Kashmir's discontent

Kashmir's discontent

Scattered Souls
Shahnaz Bashir
Harper Collins
2016, pp 183, Rs 399

Apart from condemned to be the ‘paradise on earth’, Kashmir is also subjected to the opinions of every non-Kashmiri.

Most of us seem to have an angle or a solution to the Kashmir ‘problem’ — without ever having been there, without having read anything about its history or the origins of the conflict in the state. Shahnaz Bashir’s new book of short stories adds to the literature that can open up our minds to step out of our ill-informed, popular culture-fed, ridiculously fanciful construct of Kashmir, and the nightmares its people have to live with every day.

The stories in Scattered Souls are excerpts from the lives of Kashmiris that are not otherwise accessible in the news stories of firing or attacks. In these times of statistics and post-truth, these are stories about human beings who are otherwise merely fragments of numbers who get killed or ‘become militants’. The spectrum of the characters follows an arc of being hounded — not in the sense of some stories being more graphic or more tragic than the others, or in the sense of leaving the readers more affected than the others.

All the stories are differently painful in the commonality of lack of closure. Either the characters do not have a closure or the readers do not find a causality that could explain why things are the way they turn out to be. The arc of the stories is the different moments of unbearableness that you find the Kashmiris to be in. The book is at its most unbearable in the story Psychosis. The different stories pursue this injustice and grief in several dimensions, but I was grateful that Psychosis is not the last story in the book. It is also a part of the stories that follow the same family.

A few stories have one more thing in common — the idea of things. So the transistor or the gravestone or the house in the stories that bear these words/things as titles as well, show a unique way of dwelling. The other side to this dwelling is the shape of the mind that has to bear the consequences of everything. Psychosis , The Silent Bullet, The Woman Who Became Her Own Husband are narrations of the brutality and scars that begin to show on one’s consciousness for not being able to come to terms with the fact of survival.

The Silent Bullet is a very special story. It plays out the philosophical and intellectual drama behind the world, and the baggage of meaning that it drags with itself. And Country-Capital, possibly at the other extreme, plays out the ridiculousness of the meaning of boundaries in the world. In this messed-up world, India is the capital of Pakistan! While one is about knowledge in its purity, the other is about teaching gone haywire.

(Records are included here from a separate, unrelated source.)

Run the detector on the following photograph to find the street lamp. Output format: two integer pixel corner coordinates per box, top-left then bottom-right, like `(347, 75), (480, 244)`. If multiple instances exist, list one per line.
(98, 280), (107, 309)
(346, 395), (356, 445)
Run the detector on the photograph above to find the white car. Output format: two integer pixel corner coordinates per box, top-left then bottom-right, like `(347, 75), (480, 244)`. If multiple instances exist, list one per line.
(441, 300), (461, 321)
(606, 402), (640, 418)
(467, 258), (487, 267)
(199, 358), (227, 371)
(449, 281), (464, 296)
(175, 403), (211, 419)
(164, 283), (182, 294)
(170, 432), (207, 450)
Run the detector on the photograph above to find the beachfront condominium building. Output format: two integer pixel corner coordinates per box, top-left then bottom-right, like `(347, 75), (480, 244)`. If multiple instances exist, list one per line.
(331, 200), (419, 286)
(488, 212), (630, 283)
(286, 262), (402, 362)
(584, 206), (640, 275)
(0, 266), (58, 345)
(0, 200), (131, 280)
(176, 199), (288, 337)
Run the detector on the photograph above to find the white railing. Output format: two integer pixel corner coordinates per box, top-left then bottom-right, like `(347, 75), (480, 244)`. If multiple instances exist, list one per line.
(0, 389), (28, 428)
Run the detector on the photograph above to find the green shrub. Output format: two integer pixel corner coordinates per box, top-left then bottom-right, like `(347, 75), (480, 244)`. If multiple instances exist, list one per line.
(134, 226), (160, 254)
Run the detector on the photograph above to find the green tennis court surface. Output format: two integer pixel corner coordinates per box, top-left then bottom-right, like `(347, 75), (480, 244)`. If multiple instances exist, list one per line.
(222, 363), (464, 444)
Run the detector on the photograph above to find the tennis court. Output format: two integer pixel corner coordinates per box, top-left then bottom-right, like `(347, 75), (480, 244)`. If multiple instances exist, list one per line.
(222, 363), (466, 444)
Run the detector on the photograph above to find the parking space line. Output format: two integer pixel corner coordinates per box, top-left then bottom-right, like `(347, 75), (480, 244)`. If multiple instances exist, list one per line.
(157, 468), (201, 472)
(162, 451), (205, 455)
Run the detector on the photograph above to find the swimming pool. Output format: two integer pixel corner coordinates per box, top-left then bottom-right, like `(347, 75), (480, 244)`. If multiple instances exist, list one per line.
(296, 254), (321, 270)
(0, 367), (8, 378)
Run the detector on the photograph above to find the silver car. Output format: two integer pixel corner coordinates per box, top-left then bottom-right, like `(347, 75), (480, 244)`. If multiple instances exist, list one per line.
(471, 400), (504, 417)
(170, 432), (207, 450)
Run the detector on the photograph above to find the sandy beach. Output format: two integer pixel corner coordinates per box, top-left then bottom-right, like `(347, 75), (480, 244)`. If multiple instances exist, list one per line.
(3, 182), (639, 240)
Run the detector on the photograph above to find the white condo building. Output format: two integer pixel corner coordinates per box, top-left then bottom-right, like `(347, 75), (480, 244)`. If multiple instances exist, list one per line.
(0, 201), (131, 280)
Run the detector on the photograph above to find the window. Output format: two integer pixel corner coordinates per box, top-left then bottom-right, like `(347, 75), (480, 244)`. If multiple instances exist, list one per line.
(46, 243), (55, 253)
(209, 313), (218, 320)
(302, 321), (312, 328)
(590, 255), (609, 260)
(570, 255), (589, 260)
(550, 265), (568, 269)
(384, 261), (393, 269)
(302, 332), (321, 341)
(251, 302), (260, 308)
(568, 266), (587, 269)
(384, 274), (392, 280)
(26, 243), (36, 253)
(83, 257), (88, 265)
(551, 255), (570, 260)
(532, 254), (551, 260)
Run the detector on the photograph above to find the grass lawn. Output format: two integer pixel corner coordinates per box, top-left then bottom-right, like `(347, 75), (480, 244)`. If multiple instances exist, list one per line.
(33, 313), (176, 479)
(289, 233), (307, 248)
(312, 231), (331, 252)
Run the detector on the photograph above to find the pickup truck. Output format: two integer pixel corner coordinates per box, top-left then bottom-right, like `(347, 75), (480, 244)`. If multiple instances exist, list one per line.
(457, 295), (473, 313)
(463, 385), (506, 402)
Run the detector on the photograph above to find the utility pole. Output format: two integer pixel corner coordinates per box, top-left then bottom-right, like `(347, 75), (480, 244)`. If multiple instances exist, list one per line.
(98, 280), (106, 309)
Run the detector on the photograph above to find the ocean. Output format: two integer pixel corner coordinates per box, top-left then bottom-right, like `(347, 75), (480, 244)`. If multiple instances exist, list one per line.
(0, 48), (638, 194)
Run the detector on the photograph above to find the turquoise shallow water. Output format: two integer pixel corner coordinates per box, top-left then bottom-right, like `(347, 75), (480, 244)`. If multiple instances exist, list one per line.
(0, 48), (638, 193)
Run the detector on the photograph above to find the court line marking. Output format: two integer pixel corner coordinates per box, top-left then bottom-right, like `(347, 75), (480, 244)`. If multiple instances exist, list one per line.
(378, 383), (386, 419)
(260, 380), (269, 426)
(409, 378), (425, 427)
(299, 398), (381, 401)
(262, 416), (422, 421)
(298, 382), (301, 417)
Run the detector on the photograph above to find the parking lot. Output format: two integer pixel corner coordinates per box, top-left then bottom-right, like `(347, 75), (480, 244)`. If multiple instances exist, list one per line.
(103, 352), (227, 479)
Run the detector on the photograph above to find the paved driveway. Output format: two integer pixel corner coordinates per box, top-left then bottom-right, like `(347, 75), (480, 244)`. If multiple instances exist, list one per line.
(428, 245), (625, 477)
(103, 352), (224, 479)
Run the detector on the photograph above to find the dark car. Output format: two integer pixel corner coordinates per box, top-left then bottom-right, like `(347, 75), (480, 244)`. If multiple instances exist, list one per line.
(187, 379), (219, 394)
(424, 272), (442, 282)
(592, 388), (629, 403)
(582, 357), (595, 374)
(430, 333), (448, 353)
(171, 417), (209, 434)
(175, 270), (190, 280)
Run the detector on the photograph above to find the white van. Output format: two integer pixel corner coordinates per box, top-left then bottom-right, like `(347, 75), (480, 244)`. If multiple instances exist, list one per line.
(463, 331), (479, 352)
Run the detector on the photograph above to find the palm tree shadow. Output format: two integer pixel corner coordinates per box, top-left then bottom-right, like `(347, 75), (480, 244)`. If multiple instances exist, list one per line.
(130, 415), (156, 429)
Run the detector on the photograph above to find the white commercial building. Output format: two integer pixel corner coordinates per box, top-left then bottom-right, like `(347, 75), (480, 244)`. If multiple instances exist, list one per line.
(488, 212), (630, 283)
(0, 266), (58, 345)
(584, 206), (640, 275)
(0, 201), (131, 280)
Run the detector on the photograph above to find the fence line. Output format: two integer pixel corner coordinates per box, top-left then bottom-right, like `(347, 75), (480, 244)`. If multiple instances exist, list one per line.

Among the silences in the stories, two stand out. While there is a perspective coming from the ‘militants’ or ‘ex-militants’, with a glimpse into their lives, there is almost nothing about the personal, emotional or intellectual conflicts of the army. This absence is very telling on the possibility of the very existence of the army’s ‘side’ to the haunting narrative of Kashmir. One more such absence is that of the problematisation of the words we use carelessly — like ‘militant’ or ‘insurgency’. Do the people called ‘militants’ see themselves as such? Shahnaz Bashir does not engage further with the politics of naming. Or, is it too late in the history and politics of Kashmir to work towards the nuances of the meaning of such names?

The specificity of the short story as a genre, among other things, lies in the moments it captures in the ‘scatteredness’ of its canvas. Bashir’s collection achieves that, and the possibility that the struggles of these characters are reflective of conflicts elsewhere too. The ordinariness of days, the suddenness of a bullet, or the randomness of impact are the universalities of pain here. Though Kashmir is the crucial thing that binds all the characters as the setting and as the co-character, the stories could be true of any other site imploding in its guns and stones.

Evidence, common sense, experience, intuition — everything tells us that reading makes us better people, giving us access to emotions, feelings and other states of mind that enhance our coefficients of empathy. That helps us understand, and more importantly, accept the fact that the world and the people around us are stranger than we think. Scattered Souls is a place to start if we wish to step out of our ignorance of how people in many parts of the world are forced to live in a constant churning of lies, fear, violence, human will to power, and human failure to rise above it.